A lot of Caroline’s questions were focussed on David’s past, for which she used the simile of a broken stained glass window. She returned to the image over and over again. She said the fragments of glass were mostly gone. Of those that remained in the intricate lead frame, some few pieces were interlinked, clear and bright. Others were isolated, meaningless chips.
“If we work on it David, we can find all the chips, and put the broken pane together,” she urged hopefully.
He didn’t reply, and she waited. “What’s the matter? You don’t agree?”
“I don’t think there’s a lot of different coloured pieces of glass. There’s just …nothing.”
“Isn’t it worth thinking in those terms … and trying?”
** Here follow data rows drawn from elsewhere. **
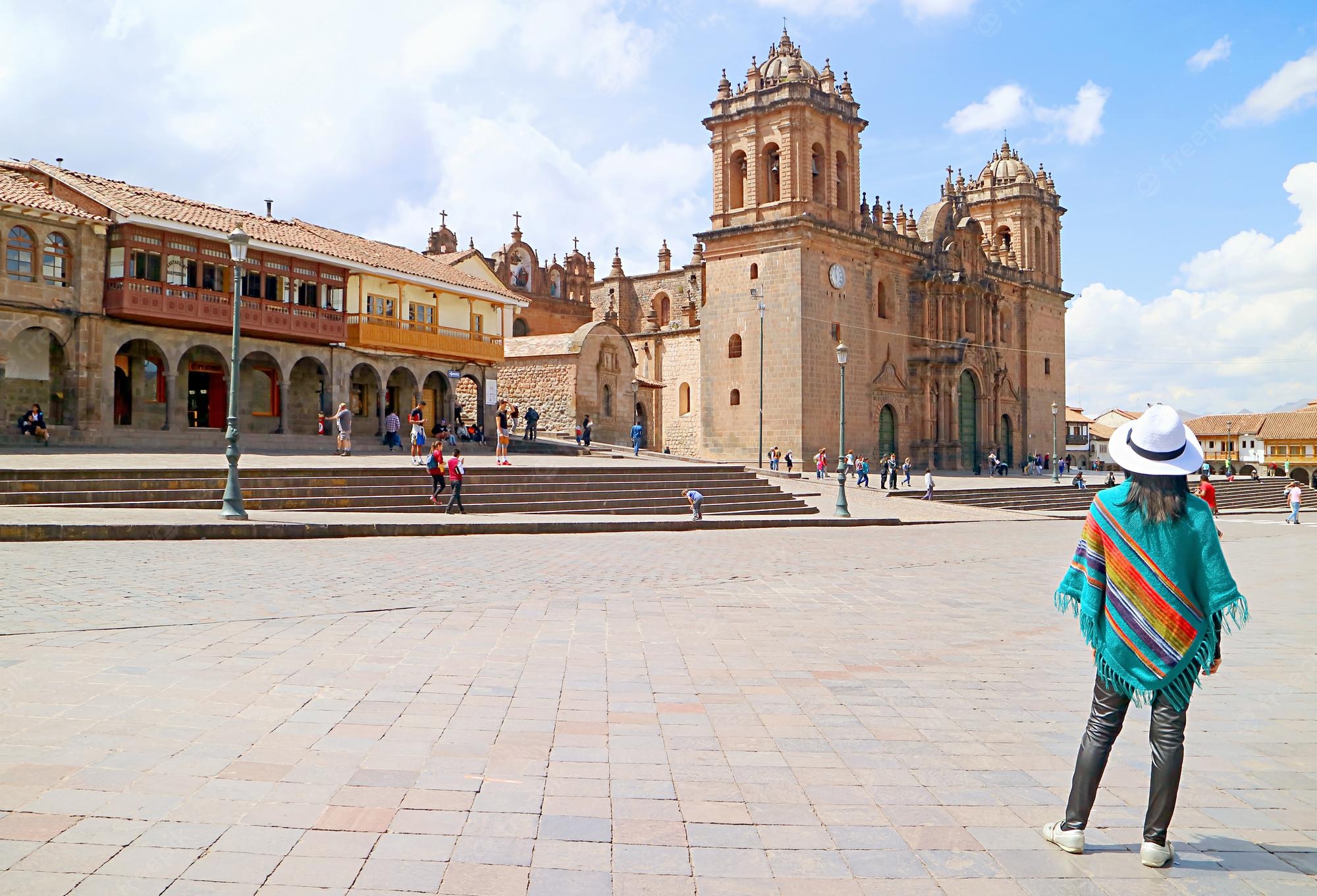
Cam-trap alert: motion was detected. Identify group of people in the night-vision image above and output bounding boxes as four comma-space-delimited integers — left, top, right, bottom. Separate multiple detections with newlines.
18, 404, 50, 446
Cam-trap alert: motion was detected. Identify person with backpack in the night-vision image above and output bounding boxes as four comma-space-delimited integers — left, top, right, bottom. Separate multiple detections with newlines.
444, 448, 466, 515
425, 438, 448, 505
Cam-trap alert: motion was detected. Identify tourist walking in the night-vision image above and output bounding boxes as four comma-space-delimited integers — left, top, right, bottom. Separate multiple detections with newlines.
329, 402, 352, 458
444, 448, 466, 514
494, 402, 512, 467
1285, 480, 1304, 526
682, 489, 705, 522
425, 438, 448, 504
18, 404, 50, 445
385, 407, 403, 454
407, 402, 425, 467
1043, 404, 1249, 868
1196, 473, 1221, 538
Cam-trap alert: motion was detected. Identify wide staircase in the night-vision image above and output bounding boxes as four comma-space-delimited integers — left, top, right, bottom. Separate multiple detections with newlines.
0, 460, 818, 515
896, 476, 1317, 514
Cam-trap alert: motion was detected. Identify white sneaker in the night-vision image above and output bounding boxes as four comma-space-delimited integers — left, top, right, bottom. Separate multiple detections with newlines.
1139, 839, 1175, 868
1043, 818, 1084, 854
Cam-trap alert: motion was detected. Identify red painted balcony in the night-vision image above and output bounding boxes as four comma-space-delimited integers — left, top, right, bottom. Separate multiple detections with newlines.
105, 277, 348, 344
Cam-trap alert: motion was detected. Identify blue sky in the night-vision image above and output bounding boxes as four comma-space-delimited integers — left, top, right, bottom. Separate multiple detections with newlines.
7, 0, 1317, 411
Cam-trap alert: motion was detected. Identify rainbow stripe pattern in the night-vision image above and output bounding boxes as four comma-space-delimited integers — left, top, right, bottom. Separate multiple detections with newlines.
1055, 484, 1247, 709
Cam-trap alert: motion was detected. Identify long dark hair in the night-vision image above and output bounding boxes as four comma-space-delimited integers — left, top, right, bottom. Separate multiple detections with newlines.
1121, 473, 1189, 523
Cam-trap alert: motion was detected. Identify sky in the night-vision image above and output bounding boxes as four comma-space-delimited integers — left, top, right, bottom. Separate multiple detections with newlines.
0, 0, 1317, 412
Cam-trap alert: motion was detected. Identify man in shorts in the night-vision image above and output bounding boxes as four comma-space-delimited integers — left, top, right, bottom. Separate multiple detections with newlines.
329, 402, 352, 458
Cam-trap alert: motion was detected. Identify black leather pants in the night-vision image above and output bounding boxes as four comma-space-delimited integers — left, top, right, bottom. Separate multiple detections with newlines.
1063, 679, 1188, 846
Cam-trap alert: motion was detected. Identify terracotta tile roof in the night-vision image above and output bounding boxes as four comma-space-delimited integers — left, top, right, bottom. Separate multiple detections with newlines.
0, 169, 109, 224
1185, 413, 1268, 436
32, 159, 518, 299
1258, 411, 1317, 441
503, 333, 581, 358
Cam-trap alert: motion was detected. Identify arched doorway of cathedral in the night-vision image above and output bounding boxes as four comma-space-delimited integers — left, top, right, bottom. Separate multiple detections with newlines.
956, 370, 979, 471
453, 373, 485, 428
878, 404, 897, 460
420, 370, 452, 429
112, 338, 169, 429
287, 354, 333, 435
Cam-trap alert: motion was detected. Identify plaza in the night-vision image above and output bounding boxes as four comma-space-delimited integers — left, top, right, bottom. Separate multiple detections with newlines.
0, 519, 1317, 896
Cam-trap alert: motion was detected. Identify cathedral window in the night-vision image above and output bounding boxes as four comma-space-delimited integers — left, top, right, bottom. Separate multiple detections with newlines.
5, 226, 37, 283
836, 153, 851, 211
727, 150, 745, 208
41, 233, 68, 286
764, 144, 782, 201
810, 144, 827, 203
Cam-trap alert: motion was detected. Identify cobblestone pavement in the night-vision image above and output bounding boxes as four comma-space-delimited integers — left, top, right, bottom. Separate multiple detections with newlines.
0, 521, 1317, 896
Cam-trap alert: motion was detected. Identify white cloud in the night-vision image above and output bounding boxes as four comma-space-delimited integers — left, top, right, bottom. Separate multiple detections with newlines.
1184, 34, 1230, 71
946, 80, 1112, 145
947, 84, 1030, 134
1225, 49, 1317, 125
1065, 162, 1317, 412
756, 0, 975, 21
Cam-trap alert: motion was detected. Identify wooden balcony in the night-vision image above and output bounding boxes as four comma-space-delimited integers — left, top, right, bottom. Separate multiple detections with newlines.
348, 313, 503, 363
105, 277, 348, 344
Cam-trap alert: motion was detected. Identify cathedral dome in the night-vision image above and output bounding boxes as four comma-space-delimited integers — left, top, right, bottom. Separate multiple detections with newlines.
979, 140, 1034, 183
759, 28, 819, 83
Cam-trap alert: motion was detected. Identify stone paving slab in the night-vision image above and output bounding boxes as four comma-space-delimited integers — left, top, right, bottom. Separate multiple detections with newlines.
0, 521, 1317, 896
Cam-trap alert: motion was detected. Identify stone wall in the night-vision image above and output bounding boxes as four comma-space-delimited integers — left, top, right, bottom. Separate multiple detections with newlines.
498, 354, 577, 435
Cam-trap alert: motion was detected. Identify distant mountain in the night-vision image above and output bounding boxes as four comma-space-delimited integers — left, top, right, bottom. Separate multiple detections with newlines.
1267, 398, 1312, 413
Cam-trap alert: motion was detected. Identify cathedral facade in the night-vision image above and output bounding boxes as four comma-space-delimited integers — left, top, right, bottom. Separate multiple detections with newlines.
491, 30, 1071, 469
He said yes, but it was Caroline who tried to put the pieces of glass from the broken pane together herself, without success. She talked at large to him about his school and academy work, and his former friends and class-mates. She had copious notes, and must have compiled a detailed biography. David’s relatives, except his father, could not have been much help in this. His mother was dead, and he was an only child, but Caroline was very well informed.
“Don’t you feel any attachment or attraction to the past, David?”
The truth was he felt rather free in not having a past. Both Cathy and Desmond had talked to him about their past, and for him, that was an interesting story to study. Having a past he thought, might be a burden. His past lead in a direction which he could not now go, whether he wanted to or not.
“Do you want to recall it?” Caroline pressed.
“Well, in the sense that it’s something everybody has, yes. But I don’t really miss it.”
“Do you feel that something of value has been lost?”
“No, what has been lost is the future I could have had.”
“You can still have a marvellous future,” Caroline insisted.